The report by the Department of Rural and Community Development on this matter was a severe disappointment, which is an understatement. It was a stomach churning event. It was a damp squib and a kick in the teeth for many, including Deputy Joan Burton, as it appears the conclusions were arrived at first and that evidence was then divined to underpin them. It represented the dead hand of bureaucrats at their best, particularly those in the Department of Finance, as I had correctly anticipated and predicted in a number of debates and parliamentary questions on the matter in the past six or seven months.

Be that as it may, I pay tribute to Irish Rural Link, Mr. Seamus Boland and the staff - Ms Sinead Dooley, Mr. Noel Kinahan and others based in Moate - who have done so much work in bringing the concept of community banking to the fore in the debate and seeking to turn the tide on the decline of banking services in rural communities, including SME lending and relationship banking.

I read with some wry amusement the comments made in the report. Some of those involved obviously never left their ivory towers in Dublin. They started to tell us how great things were on the ground down the country.

Public banking is poorly understood in an Irish context. A public bank is emphatically not a nationalised bank like AIB. In other EU member states public banks are often municipally owned and restricted to a specific geographical area in order to promote regional development.
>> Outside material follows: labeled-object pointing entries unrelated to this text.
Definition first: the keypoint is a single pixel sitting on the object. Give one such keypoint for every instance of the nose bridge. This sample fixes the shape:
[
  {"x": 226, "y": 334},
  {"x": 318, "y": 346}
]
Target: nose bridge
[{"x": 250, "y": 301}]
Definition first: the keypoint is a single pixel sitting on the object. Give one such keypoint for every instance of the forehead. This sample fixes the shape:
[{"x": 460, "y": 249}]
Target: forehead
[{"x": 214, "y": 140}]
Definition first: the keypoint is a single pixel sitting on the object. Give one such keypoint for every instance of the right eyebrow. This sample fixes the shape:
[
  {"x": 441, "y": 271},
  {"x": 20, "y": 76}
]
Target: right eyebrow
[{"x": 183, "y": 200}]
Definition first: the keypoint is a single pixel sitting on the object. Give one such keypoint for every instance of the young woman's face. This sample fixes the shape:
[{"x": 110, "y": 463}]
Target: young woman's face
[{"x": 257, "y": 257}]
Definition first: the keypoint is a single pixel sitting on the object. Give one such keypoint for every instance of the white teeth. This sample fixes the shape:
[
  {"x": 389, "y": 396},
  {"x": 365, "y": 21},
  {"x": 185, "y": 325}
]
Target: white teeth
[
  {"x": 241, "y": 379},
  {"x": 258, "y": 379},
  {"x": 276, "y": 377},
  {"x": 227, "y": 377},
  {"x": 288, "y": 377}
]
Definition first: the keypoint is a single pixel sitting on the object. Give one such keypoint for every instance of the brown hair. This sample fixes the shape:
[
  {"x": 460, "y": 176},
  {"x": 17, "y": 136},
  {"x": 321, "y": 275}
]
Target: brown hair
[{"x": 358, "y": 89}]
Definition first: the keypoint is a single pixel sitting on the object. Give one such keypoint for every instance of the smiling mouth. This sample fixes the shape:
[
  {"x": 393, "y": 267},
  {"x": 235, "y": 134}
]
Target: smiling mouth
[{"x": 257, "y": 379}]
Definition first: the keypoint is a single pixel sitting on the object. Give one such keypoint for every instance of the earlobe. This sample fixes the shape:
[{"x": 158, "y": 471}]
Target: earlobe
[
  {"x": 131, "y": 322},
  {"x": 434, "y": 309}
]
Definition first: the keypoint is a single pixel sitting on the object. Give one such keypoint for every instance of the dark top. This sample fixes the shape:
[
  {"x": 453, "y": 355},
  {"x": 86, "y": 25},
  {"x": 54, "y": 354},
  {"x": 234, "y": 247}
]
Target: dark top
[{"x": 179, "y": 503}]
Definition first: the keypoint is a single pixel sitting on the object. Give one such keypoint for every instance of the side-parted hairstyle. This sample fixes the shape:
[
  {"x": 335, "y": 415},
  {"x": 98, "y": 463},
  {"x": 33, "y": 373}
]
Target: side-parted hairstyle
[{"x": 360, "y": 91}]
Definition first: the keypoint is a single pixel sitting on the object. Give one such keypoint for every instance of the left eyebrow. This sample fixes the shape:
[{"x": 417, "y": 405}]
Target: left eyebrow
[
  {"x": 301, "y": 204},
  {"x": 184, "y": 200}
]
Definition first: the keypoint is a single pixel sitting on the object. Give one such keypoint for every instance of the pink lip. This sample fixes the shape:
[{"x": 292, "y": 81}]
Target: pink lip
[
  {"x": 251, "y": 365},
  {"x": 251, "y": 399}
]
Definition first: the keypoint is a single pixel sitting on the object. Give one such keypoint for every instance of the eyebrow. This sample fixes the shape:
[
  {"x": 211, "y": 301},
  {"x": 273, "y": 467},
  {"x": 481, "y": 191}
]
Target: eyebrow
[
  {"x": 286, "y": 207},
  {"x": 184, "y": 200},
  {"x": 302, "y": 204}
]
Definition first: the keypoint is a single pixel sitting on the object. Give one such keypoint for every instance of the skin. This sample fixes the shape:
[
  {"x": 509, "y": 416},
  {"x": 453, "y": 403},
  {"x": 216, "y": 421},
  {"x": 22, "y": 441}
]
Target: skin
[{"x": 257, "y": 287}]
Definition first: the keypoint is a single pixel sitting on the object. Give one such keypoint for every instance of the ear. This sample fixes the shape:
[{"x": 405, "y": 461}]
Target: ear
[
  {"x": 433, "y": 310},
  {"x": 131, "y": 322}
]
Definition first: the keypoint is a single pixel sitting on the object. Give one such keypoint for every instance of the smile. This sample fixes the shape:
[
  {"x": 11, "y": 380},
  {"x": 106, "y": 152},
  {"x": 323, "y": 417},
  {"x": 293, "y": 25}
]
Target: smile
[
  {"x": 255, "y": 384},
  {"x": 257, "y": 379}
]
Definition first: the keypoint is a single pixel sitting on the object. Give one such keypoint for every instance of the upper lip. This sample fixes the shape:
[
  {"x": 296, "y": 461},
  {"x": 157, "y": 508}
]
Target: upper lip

We need such development in the midlands, across counties Longford and Westmeath, as well as in counties Sligo, Leitrim and Donegal. These banks are not for profit and can provide a valuable impetus for regional development and be an alternative to the major shareholder-driven private banks. Of course, that is the essence of the problem. Given the disappearance from the Irish financial landscape of building societies, the old Trustee Savings Bank, the ICC and the ACC which offered agricultural credit facilities, there is a clear gap in the services available between the credit unions and the big banks. But for the credit unions - the poor person's bank - nobody would get a shilling. Everybody would be wiped off the pitch.

In the light of the misbehaviour exposed in Irish banks and the financial crash about which Deputy Joan Burton has spoken so often, many commentators have suggested the big banks' monopoly of retail banking needs to be challenged by a new service provider with a different ethos. Of course, the report ran away from the real issue and attempted to disguise the fact that the Department of Finance's sole aim was to insulate and protect the State's investment in the pillar banks from competition. That is what the report is about. While it is welcome that there will be a further independent assessment of public banking, with the credit unions and An Post, the Labour Party, including, I am sure, Deputy Joan Burton, will be seeking an assurance that it will be acted on by the Government and that the credit union movement will be given a clear road map for how it can develop and expand its services to the community.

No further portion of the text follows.